Under normal circumstances this room would have produced an aura of excitement, contented smiles and irritable chatter between contractions. Even the bothersome pokes, IV tubes, and heart monitors would be endured as indicators that the long-awaited day had finally arrived. Baby was on his way!
But for my friend…
This room served to remind of what should have been but, tragically, wouldn’t be for their family or for their precious Gabriel Michael. Her situation was far from celebratory. Just hours prior, during a routine, second trimester, maternity visit to the doctor, the ultra-sound indicated that her baby boy no longer had a heart beat.

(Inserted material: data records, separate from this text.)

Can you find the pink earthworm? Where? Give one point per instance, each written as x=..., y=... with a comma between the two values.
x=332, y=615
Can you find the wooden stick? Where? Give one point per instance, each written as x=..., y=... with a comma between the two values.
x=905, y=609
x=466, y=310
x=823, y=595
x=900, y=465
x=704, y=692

My long walk down the well-designed corridor toward her pospartum room caused the dam, holding back my flood of emotions, to weaken. I counted on it to aid me in maintaining a persona of strength for my broken friend. The compromised crack burst and unleashed all its sorrow the moment I caught the picture of her husband leaning over her, stroking her numb and wounded frame in the little post-partum room. The birthing was over, but they had no child to comfort or hold.
The weight of the collective pain was palpable. Words failed and tears ran. We were all united in our sadness and mourned for the boy we would not know this side of eternity. We began to strengthen one another with the promise of God’s resurrection power and the infinite joy we would share for all eternity with little Gabriel.

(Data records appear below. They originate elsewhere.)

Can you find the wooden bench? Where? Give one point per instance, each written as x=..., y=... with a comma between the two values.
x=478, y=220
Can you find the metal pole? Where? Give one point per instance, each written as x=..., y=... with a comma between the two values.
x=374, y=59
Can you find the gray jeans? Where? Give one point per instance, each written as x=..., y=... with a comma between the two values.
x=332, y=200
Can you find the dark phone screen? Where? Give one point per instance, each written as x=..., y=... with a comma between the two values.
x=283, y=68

How do we continue to trust when life betrays us?
How do we reach for God amidst these situations that threaten to suffocate our faith?
In the book, Reaching for the Invisible God, author Philip Yancey tells the story of the Bishop of Turkey, Basil the Great. His daily walk of intimacy with God gave him the fortitude to trust God amidst widespread famine and hardship. He anchored to God’s unfailing strength and taught the suffering to search for God in the midst of great pain.
How? It is what Philip Yancey calls ‘Ambidextrous Faith’. Basil held God’s blessings in his right hand and life’s difficulties in his left, trusting God to use both equally to accomplish his divine purposes in and through him.
My prayer today is that God would give each one of us… Ambidextrous Faith!
Oh how I long to lift the hand filled with life’s hardships with the same dependency and surrender that I lift the one that holds His blessings! These lifted hands become anthems of sincere worship to Him. They echo throughout the heavens with a magnitude no words can muster.
Ambidextrous Faith believes that all circumstances, the painful and the celebratory, will have mutual contribution to accomplishing His eternal purposes in and through our lives.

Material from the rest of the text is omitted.